Sebi is not the arbiter of what the fair price should be, she said.
“But if there is a certain price that has been in the market for a reasonable period of time (and) only because of delisting, the price is jacked up to a very high level, that may not be the fair price,” Buch said. “When we talk up about fairness, it should be fair for all the parties. Secondly, the power still rests with the investor. However, as a regulator, we cannot stand by if that power is misused and that is the protection we owe to the companies.”
The delisting regulation will be reviewed by a committee headed by Keki Mistry. The regulator said it has received feedback from the industry that the current reverse book building mechanism is problematic. Under this, shareholders are allowed to place bids at the price at which they are willing to sell their shares in the offer.
The regulator said companies can try to set a fixed price and if that doesn’t work, they can go for the reverse book building mechanism. And if that also fails, then they will be given more time, maybe two-three years, to delist.

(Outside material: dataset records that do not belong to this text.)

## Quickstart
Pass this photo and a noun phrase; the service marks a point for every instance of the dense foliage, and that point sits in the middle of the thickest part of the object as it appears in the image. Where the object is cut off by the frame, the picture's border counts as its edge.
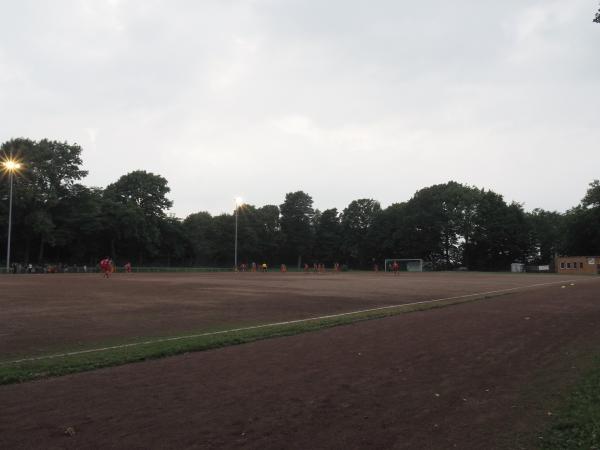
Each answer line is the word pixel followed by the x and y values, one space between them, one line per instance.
pixel 58 219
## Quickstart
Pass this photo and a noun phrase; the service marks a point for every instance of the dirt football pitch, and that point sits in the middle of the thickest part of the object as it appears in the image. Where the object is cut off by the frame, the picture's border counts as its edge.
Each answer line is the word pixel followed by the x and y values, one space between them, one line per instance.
pixel 481 374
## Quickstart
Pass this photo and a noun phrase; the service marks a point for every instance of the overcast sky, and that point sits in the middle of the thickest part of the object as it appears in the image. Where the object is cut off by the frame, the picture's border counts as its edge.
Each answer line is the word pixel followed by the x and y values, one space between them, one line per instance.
pixel 342 99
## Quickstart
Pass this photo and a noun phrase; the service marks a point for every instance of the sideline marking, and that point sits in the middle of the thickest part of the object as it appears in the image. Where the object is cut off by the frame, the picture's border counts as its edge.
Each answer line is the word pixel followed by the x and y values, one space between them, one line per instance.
pixel 289 322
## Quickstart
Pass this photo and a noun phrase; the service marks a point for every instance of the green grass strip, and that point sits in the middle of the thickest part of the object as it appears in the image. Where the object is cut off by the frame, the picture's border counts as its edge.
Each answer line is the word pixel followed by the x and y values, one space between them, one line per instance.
pixel 80 361
pixel 576 425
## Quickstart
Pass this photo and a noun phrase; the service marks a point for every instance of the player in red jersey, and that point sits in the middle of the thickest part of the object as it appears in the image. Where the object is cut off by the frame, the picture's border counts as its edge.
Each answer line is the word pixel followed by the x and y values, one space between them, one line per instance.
pixel 105 267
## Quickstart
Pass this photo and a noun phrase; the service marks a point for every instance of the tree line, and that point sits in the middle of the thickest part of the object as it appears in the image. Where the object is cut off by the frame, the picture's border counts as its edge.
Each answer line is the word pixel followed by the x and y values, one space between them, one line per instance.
pixel 58 219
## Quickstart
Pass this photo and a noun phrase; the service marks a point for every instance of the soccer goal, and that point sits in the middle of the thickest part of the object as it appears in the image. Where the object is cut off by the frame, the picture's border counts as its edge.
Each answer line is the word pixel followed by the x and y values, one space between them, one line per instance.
pixel 406 265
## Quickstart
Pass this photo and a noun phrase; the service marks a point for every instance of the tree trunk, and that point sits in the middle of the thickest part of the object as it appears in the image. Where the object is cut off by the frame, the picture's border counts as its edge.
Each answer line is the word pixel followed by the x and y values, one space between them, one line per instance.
pixel 41 253
pixel 113 251
pixel 27 249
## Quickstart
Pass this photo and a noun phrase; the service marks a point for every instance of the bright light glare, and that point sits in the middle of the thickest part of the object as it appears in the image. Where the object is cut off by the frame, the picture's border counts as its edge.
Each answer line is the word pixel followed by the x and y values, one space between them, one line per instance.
pixel 11 165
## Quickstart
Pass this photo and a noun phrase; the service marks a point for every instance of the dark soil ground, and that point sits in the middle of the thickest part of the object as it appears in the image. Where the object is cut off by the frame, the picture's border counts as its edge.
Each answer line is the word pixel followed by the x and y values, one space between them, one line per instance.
pixel 479 375
pixel 48 313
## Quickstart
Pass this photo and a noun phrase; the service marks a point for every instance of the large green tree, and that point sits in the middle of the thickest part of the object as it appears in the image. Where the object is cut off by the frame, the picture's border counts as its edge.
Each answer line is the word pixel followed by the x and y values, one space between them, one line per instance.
pixel 357 219
pixel 49 172
pixel 328 236
pixel 136 205
pixel 296 219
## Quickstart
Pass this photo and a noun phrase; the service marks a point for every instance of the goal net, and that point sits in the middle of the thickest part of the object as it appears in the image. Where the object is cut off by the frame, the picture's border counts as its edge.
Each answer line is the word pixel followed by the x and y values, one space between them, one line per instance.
pixel 405 265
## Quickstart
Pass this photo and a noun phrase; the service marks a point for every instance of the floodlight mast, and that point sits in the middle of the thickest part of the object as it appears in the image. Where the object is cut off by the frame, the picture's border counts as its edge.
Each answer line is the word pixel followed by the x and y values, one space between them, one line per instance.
pixel 10 166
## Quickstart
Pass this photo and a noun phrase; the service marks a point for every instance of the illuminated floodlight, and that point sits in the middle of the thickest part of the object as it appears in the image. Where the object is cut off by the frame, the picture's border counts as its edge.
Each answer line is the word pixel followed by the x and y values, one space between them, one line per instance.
pixel 10 165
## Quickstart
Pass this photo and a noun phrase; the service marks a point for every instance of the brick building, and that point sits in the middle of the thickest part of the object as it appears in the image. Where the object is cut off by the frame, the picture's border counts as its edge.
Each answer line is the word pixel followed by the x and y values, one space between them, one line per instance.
pixel 589 265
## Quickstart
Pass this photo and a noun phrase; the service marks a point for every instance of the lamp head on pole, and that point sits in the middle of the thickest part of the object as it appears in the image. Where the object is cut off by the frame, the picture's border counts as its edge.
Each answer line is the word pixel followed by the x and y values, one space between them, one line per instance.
pixel 11 165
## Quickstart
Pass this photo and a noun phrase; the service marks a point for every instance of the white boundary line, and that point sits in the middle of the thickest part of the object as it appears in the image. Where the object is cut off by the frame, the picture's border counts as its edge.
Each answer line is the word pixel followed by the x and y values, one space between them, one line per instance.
pixel 289 322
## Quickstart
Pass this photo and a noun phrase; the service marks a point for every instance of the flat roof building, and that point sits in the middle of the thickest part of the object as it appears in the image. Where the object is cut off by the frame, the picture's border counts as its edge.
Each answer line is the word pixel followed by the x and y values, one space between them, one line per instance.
pixel 589 265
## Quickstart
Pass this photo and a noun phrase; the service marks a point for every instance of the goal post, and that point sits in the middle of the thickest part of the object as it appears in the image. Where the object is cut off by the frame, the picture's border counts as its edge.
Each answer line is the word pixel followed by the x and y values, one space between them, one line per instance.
pixel 406 264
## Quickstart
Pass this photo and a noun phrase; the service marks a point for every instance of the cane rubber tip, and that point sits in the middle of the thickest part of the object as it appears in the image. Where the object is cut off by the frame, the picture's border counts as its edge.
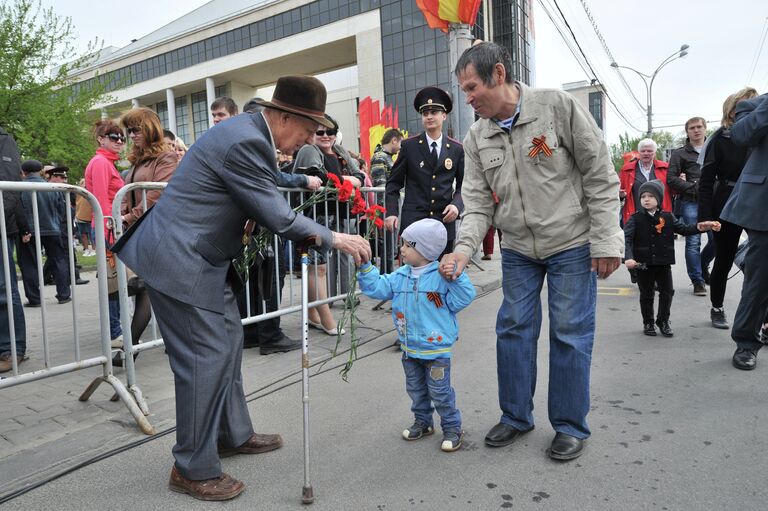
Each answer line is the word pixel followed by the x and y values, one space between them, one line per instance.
pixel 307 495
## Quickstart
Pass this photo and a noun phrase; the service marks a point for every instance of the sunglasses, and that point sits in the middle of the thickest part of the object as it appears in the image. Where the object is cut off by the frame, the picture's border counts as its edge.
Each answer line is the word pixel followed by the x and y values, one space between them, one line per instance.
pixel 116 137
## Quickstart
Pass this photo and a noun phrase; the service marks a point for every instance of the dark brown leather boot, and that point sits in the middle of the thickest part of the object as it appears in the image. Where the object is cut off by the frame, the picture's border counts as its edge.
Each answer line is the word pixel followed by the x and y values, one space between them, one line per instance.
pixel 258 443
pixel 224 487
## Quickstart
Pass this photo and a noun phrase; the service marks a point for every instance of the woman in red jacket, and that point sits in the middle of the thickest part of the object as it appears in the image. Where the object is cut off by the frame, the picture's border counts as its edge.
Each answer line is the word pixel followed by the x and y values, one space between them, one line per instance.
pixel 635 173
pixel 153 161
pixel 103 180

The regulator expects the new proposal will go a long way toward helping companies that don’t want to be listed.
“The move to fixed price is a positive development and is in alignment with the practice in global markets,” said Mehul Savla, partner, RippleWave Equity Advisors. “The reverse book building process invariably led to a higher element of speculation as the price bidding and acceptance or rejection process could result in a dramatic gain or loss depending on the outcome.”
The technical nature of the mechanism may hinder wider participation by investors.
“The complexity of delisting has been a major deterrent to M&A activity in listed companies,” Savla said. “Historically, slump sale structures have been pursued to overcome this which led to minority investors’ interest getting compromised. A simpler framework would promote higher level of M&A and lead to further development of financial markets.”
Separately, Sebi is considering a review of the rules for corporate disclosures related to insider trading regulations.